The blue on the arrows above are post-it notes with the boys names on them. Just in case they got separated when transporting, it would be quick to identify who it belonged to.
My husband went to the store to buy the wood to save me limping (I'm on the mend). He bought wood that had knots in it. I have to say I wasn't jazzed at the time because I thought he went cheap and I wanted these to be nice but I have to say once they are stained, it adds character and looks good. Down side to knots in the wood is if they are on the edge when you are routing, there is a good chance you are going to need to fill the area with wood putty.

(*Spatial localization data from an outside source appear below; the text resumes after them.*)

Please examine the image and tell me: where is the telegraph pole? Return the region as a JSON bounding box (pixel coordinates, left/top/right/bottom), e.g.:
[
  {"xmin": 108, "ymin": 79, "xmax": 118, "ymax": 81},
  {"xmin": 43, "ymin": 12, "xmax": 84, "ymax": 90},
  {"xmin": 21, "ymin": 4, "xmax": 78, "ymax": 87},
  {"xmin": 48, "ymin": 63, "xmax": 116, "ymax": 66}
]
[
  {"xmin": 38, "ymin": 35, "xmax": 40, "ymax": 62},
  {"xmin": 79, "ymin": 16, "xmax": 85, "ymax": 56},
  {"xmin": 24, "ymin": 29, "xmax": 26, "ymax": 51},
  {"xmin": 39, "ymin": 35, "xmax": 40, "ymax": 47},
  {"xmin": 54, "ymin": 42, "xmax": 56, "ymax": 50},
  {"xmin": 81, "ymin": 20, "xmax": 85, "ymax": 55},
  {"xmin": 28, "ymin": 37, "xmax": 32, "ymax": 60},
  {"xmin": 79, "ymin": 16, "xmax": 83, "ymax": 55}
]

These boards are 24 inches long from the center. I used a cereal bowl as my guide to round the ends and cut them with my scroll saw. A friend has a router and took care of the edges for me. You could get away with not doing that, but it does look snazzier with the routed border. My husband drilled holes for me and cut my 3/4" dowel into 2-3/4" pegs. I sanded the pegs, rounding one end and I used my dremel to make groove about a 1/2" in from the end on each peg to hold the arrow. I glued the pegs into the board in the morning and stained them that night. I sealed them the next day and attached the name plates which have their name, Arrow of Light, date & Cub Scout Pack #.

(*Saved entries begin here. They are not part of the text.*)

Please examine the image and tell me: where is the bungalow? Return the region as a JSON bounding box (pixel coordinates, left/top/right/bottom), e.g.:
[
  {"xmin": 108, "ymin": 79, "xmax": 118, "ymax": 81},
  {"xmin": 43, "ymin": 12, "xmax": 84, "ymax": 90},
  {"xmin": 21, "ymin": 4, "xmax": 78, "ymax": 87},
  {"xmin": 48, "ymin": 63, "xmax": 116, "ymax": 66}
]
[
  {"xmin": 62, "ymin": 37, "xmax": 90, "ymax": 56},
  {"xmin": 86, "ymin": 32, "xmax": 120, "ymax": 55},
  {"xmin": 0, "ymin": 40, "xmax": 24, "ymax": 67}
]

The arrows I bought. I've bought arrows online before, I've made them with a dowel and hunted down materials to make them. This time around I went to the Scout shop and bought arrow making kits, stained the wood and assembled them. I then painted on each arrow what they have earned (aka career arrow).
Yellow - 1" - Arrow of Light
Purple - 1" - Religious Knot
Black - 1/2" - Activity Badges
Darker Blue - 1" - Webelos Badge
Silver - 1/2" - Silver Arrow Points
Gold - 1/2" - Gold Arrow Points
Green - 1" - Bear rank
Red - 1" - Wolf Rank
Lighter Blue - 1" - Bobcat
I matched the paint to the badges with acrylic paints I had on hand. I had to mix colors for a couple but they turned out well.